The letter wasn’t written until the next day, though, for Cathcart dropped in to inquire after Bert and remained to talk awhile, and before he left Nick and Guy arrived on a similar mission. Nick was in extremely high spirits, in spite of the fact that two of his fingers were bound together with surgeon’s tape, and, after Cathcart had removed his restraining presence, became so hilarious and playful that Guy and Hugh were forced to improvise a straight-jacket from a pair of Bert’s discarded football pants. Subsequently, Nick reclined, neatly trussed, on the window-seat and proclaimed: “I am but mad north-northwest: when the wind is southerly I know a hawk from a handsaw!” Then he began on Hood’s “The Bridge of Sighs,” and, reaching the lines,
“Mad from life’s history,
Glad to death’s mystery,
Swift to be hurled—
Anywhere, anywhere,
Out of the world!”
he rolled himself off the cushion and reached the floor with a most terrific bump. After that they gagged him and sat on him.
Sunday turned out frosty and clear, with a blue, blue sky overhead and scarlet and russet leaves rustling along the paths. In the afternoon Hugh and Pop ascended Mount Grafton to the observatory on top and held their caps while they climbed the winding stairway and looked for miles over the world. Then they found a sunny crevice in the great pink granite ledge beneath and sat there for a long time, looking down on the roofs of the school buildings below them, and discussed many weighty matters. It was not until, comfortably tired and very hungry, they returned to school that Hugh got that letter written. When he had finished it, however, and it lay sealed and addressed on the table, instead of taking it downstairs and dropping it in the mail-box he slipped it between the leaves of a book and put the book in the table drawer. In the morning he would hand the letter directly to the postman, a custom that puzzled Bert and moved him to sarcasm.

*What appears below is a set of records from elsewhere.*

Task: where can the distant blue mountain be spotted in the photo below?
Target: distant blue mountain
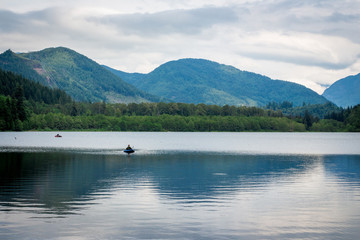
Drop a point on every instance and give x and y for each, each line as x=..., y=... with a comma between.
x=344, y=92
x=203, y=81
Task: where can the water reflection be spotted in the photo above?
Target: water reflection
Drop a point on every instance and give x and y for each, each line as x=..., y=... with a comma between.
x=181, y=195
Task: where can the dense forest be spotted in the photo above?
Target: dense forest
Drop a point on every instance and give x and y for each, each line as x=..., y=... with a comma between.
x=26, y=105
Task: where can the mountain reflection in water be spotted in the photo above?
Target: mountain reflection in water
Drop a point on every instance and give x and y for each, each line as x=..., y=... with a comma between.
x=250, y=196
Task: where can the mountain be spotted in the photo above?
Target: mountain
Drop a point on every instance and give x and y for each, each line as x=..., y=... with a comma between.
x=204, y=81
x=344, y=92
x=78, y=75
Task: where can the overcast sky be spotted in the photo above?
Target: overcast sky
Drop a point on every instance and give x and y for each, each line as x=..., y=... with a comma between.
x=311, y=42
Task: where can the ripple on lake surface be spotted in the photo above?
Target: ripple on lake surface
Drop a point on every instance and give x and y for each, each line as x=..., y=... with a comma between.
x=100, y=193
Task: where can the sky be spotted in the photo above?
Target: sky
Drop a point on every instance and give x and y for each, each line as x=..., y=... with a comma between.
x=310, y=42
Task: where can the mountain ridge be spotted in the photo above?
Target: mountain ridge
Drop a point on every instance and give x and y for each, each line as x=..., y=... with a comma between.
x=344, y=92
x=192, y=80
x=78, y=75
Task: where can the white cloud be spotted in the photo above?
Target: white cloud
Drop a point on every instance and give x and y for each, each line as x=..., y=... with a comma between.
x=309, y=42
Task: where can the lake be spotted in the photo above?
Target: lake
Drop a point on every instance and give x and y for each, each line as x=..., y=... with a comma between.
x=179, y=185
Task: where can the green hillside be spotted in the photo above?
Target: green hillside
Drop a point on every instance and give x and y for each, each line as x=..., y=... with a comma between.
x=78, y=75
x=344, y=92
x=203, y=81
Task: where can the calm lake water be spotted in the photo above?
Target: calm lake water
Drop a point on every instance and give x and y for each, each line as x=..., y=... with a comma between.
x=179, y=186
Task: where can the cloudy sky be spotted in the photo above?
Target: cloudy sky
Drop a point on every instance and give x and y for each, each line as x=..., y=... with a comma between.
x=311, y=42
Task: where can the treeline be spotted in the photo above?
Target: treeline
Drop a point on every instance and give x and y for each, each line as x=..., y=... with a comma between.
x=53, y=109
x=32, y=91
x=318, y=111
x=59, y=121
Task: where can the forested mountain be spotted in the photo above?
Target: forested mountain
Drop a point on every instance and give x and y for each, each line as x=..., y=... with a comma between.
x=203, y=81
x=78, y=75
x=344, y=92
x=32, y=91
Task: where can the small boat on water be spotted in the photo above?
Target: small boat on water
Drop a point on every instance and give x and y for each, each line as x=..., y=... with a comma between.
x=129, y=151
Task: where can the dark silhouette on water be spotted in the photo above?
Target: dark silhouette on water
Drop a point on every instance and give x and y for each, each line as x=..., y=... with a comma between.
x=129, y=150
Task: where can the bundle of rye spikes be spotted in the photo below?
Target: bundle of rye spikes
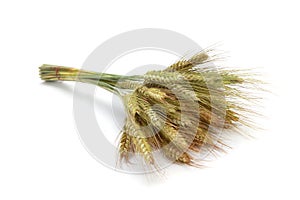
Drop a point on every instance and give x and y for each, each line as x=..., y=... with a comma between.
x=179, y=111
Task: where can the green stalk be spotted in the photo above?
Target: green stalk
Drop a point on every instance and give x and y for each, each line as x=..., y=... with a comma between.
x=103, y=80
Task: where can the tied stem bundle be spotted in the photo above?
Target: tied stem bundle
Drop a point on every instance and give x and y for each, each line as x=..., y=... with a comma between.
x=179, y=111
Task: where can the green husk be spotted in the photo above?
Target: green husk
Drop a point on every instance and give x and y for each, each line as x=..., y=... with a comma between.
x=181, y=110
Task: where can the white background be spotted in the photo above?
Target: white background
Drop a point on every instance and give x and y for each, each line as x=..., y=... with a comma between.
x=41, y=156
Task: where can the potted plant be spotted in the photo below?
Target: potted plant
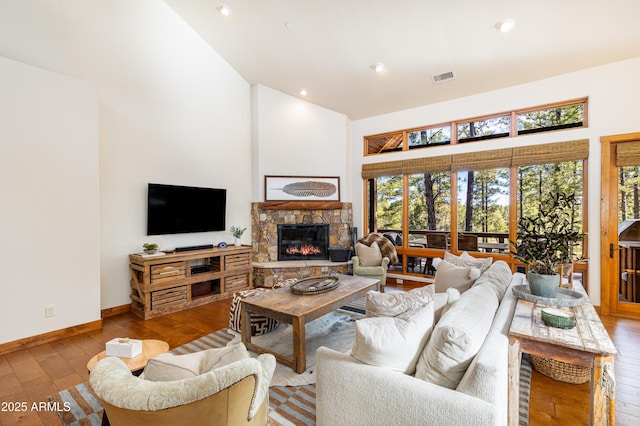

There was no reply to his telegram the next forenoon and Hugh was troubled on Bert’s account. The latter moved back to Lothrop and attended classes as usual that morning, but, perhaps because he was uncomfortably bandaged and it hurt him when he took a deep breath, or perhaps because he was worried over the non-arrival of that money-order, he was in rather a cantankerous mood. Hugh dispatched another message to his mother before he went to the field in the afternoon, addressing it to his home on the chance that she had changed her plans and returned to Shorefields. Fortunately, no irate creditor put in an appearance, and Bert took hope and accompanied Hugh to the field to watch practice.